There are, of course, countless thousands of other stories like these. The collective trauma – and for many of us decades of activism in groups like ACT UP – directly contributed to  the first initial push towards cannabis legalization and the emergence of advocates like Denis Peron, Paul Scott, and Valerie Leveroni Corra to take huge risks in getting cannabis into the hands of patients.”

Cannabis is compassion

“Cannabis is compassion” is a theme that’s remained true throughout the history of the push for legalization. The essence of compassion continues to persevere and keep the cannabis industry on the journey to full access and legalization for all.

Jay Jackson, aka Laganja Estranja, is a world-renowned LGBTQ+ female illusionist, music artist, choreographer, and cannabis advocate. Image source: Forbes

In an interview with Brooke Burgstahler on the Budding Mind podcast, activist and performer (RuPaul’s Drag Race, season 6) Laganga Estranga says “In the 1960s, “stoner culture” was all about one love. It didn’t matter if you were black or white, gay or straight. Everyone was equal. Cannabis is compassion. That’s exactly why it was called: The Compassionate Use Act, otherwise known as Proposition 215.” 

Jay Jackson, aka Laganja Estranja, is a world-renowned LGBTQ+ female illusionist, music artist, choreographer, and cannabis advocate.

Listen to Laganga Estranga on Budding Mind podcast

Memorial of John Mangano, PWA Coalition News, November 1991

Representation of the LGBTQ+ community in the cannabis industry and the workplace

Freedom of expression is complex. But looking at it from the human resources lens… as our business cultures strive to be inclusive, full self-expression should be respected, encouraged, and praised, for the betterment of everyone.

When people can show up as themselves, 100% of the time, they bring more confidence, creativity, value, and innovation to both their careers and everyday lives. 

“Being able to be out, proud, AND supported on my first day at 3Fifteen Cannabis has been freeing and completely transformative for me. I didn’t realize how much hiding a big part of who I am was hindering my creativity, confidence, and even the ability to do my job. I’m able to focus on my work and give valuable feedback that comes from years of experience in both my professional and personal life. I actually look forward to going to work knowing that I can be who I am 100% of the time. I feel both valued and welcomed in my role, and each part of me is respected by my employer. 

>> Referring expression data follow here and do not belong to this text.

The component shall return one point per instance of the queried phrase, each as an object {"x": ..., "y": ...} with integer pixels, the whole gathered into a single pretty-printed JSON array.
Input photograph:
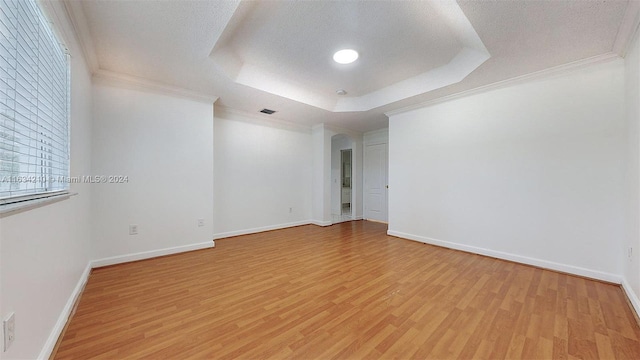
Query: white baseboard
[
  {"x": 259, "y": 229},
  {"x": 570, "y": 269},
  {"x": 633, "y": 298},
  {"x": 50, "y": 344},
  {"x": 150, "y": 254},
  {"x": 320, "y": 223}
]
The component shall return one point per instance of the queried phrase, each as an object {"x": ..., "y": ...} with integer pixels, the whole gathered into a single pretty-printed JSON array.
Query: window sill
[{"x": 10, "y": 209}]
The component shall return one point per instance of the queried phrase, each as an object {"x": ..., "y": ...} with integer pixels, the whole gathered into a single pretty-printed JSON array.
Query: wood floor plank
[{"x": 347, "y": 291}]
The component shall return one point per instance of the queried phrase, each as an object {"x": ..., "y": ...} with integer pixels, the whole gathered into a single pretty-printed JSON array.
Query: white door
[{"x": 375, "y": 182}]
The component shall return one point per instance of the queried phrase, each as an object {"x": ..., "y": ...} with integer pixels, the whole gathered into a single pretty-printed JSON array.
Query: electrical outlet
[{"x": 9, "y": 326}]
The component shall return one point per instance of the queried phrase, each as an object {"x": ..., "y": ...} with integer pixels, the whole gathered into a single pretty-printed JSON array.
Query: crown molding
[
  {"x": 553, "y": 71},
  {"x": 80, "y": 27},
  {"x": 227, "y": 113},
  {"x": 136, "y": 83},
  {"x": 340, "y": 130},
  {"x": 628, "y": 28}
]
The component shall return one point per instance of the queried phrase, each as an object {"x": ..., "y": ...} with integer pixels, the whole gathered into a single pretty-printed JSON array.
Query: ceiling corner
[
  {"x": 627, "y": 28},
  {"x": 82, "y": 32}
]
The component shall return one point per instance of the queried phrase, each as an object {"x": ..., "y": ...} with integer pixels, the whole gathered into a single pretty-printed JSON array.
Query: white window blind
[{"x": 34, "y": 105}]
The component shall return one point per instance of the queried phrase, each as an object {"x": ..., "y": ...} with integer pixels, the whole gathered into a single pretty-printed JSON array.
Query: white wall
[
  {"x": 164, "y": 145},
  {"x": 262, "y": 170},
  {"x": 532, "y": 172},
  {"x": 338, "y": 142},
  {"x": 45, "y": 250},
  {"x": 632, "y": 87}
]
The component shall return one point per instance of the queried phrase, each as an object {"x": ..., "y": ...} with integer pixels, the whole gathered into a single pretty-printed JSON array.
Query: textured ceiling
[{"x": 277, "y": 54}]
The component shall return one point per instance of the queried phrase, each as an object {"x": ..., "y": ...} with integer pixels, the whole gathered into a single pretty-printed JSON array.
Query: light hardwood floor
[{"x": 344, "y": 291}]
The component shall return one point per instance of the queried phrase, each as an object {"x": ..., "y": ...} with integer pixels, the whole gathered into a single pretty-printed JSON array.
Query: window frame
[{"x": 43, "y": 193}]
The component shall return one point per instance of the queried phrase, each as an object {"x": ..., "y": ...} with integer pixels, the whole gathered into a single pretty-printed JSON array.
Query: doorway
[
  {"x": 345, "y": 183},
  {"x": 375, "y": 179}
]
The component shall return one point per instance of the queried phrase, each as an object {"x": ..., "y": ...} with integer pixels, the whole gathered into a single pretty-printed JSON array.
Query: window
[{"x": 34, "y": 105}]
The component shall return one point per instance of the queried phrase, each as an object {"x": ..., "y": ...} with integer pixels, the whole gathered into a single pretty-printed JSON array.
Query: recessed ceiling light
[{"x": 346, "y": 56}]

3Fifteen Cannabis isn’t just an ally to the LGBT community, there are many people just like me who work here and are thriving in leadership positions and at the store level. It’s woven into who we are as a brand.” 

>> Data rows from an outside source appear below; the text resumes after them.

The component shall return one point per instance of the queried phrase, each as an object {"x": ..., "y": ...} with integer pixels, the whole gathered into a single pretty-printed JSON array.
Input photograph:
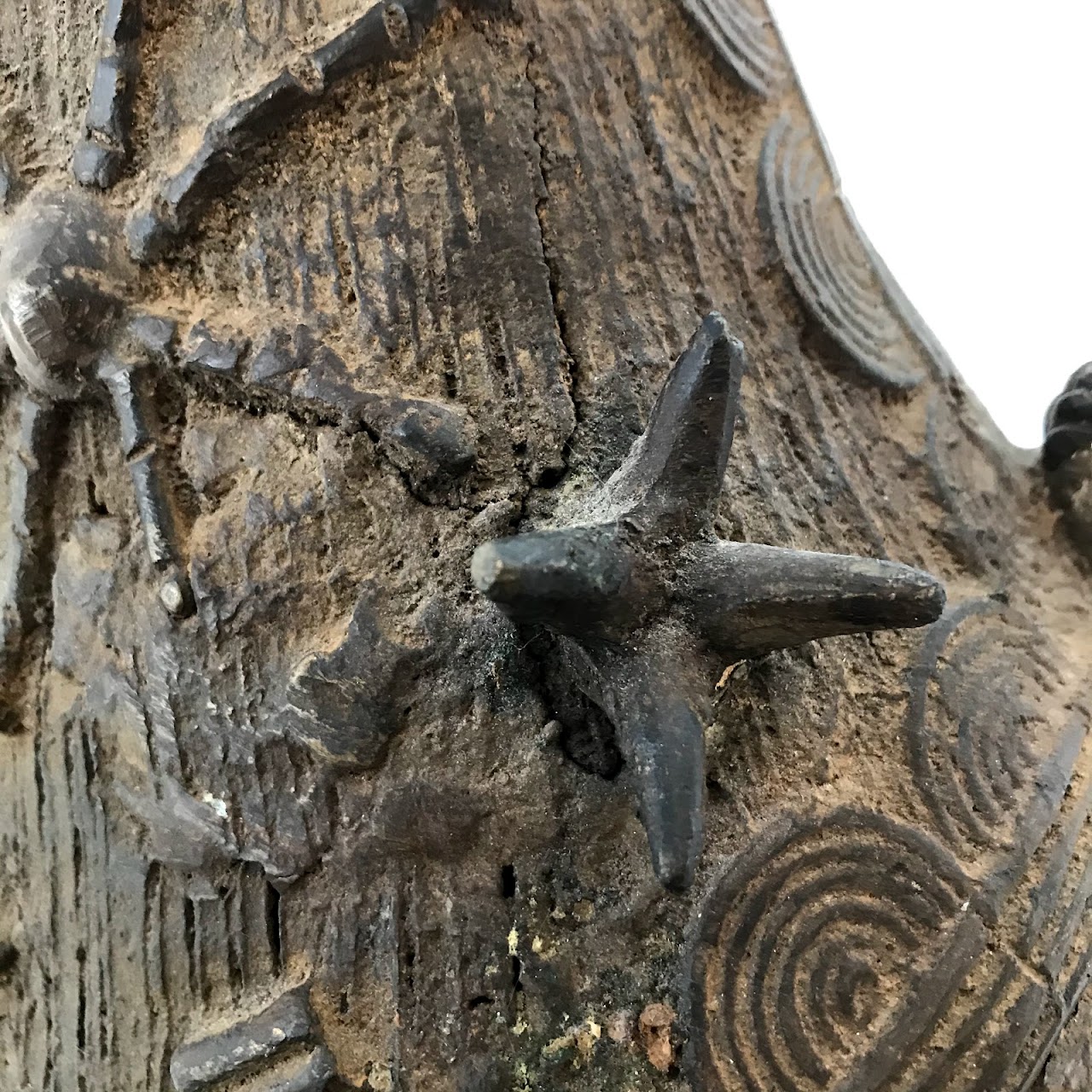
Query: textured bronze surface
[{"x": 375, "y": 592}]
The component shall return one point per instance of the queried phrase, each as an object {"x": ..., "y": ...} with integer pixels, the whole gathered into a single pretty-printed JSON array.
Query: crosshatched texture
[{"x": 392, "y": 282}]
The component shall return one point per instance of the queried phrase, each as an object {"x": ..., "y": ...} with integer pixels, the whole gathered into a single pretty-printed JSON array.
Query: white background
[{"x": 961, "y": 130}]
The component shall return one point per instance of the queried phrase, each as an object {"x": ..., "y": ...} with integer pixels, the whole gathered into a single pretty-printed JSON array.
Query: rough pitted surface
[{"x": 397, "y": 282}]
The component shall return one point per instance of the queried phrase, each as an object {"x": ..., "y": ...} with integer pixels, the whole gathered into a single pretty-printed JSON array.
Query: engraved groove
[
  {"x": 828, "y": 947},
  {"x": 744, "y": 35},
  {"x": 972, "y": 758},
  {"x": 829, "y": 260}
]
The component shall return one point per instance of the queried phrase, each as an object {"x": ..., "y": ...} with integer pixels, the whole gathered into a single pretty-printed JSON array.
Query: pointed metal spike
[
  {"x": 748, "y": 600},
  {"x": 576, "y": 580},
  {"x": 664, "y": 745},
  {"x": 675, "y": 470}
]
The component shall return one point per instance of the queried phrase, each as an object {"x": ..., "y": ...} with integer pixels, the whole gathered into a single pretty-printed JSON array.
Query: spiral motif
[
  {"x": 743, "y": 33},
  {"x": 829, "y": 260},
  {"x": 815, "y": 938},
  {"x": 970, "y": 721}
]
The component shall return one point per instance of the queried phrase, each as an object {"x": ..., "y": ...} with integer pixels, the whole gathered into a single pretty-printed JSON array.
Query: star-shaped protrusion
[{"x": 647, "y": 601}]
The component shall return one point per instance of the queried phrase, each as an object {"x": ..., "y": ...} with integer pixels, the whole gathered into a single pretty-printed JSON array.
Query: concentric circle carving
[
  {"x": 743, "y": 33},
  {"x": 970, "y": 722},
  {"x": 830, "y": 262},
  {"x": 814, "y": 942}
]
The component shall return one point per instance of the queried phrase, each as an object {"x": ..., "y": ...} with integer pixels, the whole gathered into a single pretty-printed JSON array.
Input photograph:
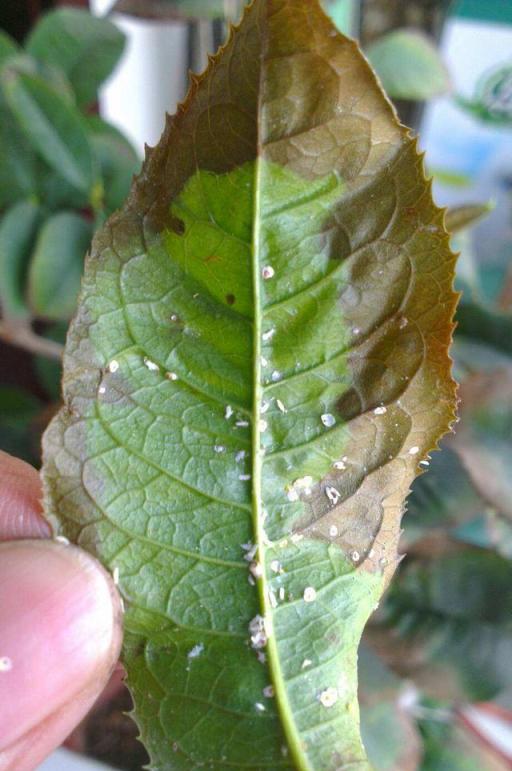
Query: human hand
[{"x": 60, "y": 628}]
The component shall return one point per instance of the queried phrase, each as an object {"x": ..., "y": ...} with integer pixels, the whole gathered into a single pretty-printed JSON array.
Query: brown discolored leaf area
[{"x": 240, "y": 433}]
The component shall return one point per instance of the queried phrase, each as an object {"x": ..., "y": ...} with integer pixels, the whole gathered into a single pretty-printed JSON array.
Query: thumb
[{"x": 59, "y": 640}]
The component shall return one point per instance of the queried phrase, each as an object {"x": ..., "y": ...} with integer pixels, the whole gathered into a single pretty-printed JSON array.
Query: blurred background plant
[{"x": 435, "y": 664}]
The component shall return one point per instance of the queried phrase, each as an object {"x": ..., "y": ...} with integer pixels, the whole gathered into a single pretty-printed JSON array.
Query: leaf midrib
[{"x": 290, "y": 730}]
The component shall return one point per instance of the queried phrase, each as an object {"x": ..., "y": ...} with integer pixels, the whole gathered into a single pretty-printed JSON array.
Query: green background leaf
[
  {"x": 52, "y": 127},
  {"x": 85, "y": 48},
  {"x": 57, "y": 264},
  {"x": 18, "y": 229}
]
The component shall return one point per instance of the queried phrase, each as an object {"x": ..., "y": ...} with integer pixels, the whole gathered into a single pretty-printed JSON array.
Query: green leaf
[
  {"x": 389, "y": 734},
  {"x": 8, "y": 46},
  {"x": 117, "y": 159},
  {"x": 260, "y": 356},
  {"x": 409, "y": 65},
  {"x": 18, "y": 229},
  {"x": 17, "y": 160},
  {"x": 52, "y": 126},
  {"x": 85, "y": 48},
  {"x": 449, "y": 606},
  {"x": 492, "y": 101},
  {"x": 442, "y": 499},
  {"x": 57, "y": 264},
  {"x": 173, "y": 9},
  {"x": 482, "y": 326},
  {"x": 451, "y": 746},
  {"x": 461, "y": 217}
]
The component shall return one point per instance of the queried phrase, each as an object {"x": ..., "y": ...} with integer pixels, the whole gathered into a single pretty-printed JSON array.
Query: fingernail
[{"x": 59, "y": 631}]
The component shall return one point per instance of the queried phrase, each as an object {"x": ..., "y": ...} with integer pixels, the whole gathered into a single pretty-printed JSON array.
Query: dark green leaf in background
[
  {"x": 409, "y": 65},
  {"x": 85, "y": 48},
  {"x": 49, "y": 371},
  {"x": 444, "y": 604},
  {"x": 461, "y": 217},
  {"x": 57, "y": 264},
  {"x": 389, "y": 733},
  {"x": 18, "y": 410},
  {"x": 117, "y": 160},
  {"x": 8, "y": 47},
  {"x": 258, "y": 364},
  {"x": 18, "y": 228}
]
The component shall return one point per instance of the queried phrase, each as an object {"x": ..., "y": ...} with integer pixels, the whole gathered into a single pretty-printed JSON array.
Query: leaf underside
[{"x": 258, "y": 364}]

– CJ Huguelet, Social Media Manager at 3Fifteen Cannabis, FlowerHire partner.

The FlowerHire team asks you to welcome and embrace individuality. Not only is it the right thing to do, but it’s the smart thing to do. The people on your team are your best asset. And people perform the best when you support their full self-expression.

Reach out to a FlowerHire recruiter for cannabis job placements or to find employees for your cannabis business.

 

 

 

 

 

 

 

 

 

How can LGBTQ+ and cannabis continue making positive changes?

Author and professor Wendy Chapkis offers a clear answer. “Reparative and restorative justice. Our legacy must be to push society – including state legalization policies – to right history’s wrongs.” 

Learning about – and having conversations about the history of cannabis helps strengthen the foundation of the advocacy work that legacy LGBTQ+ industry-changers started.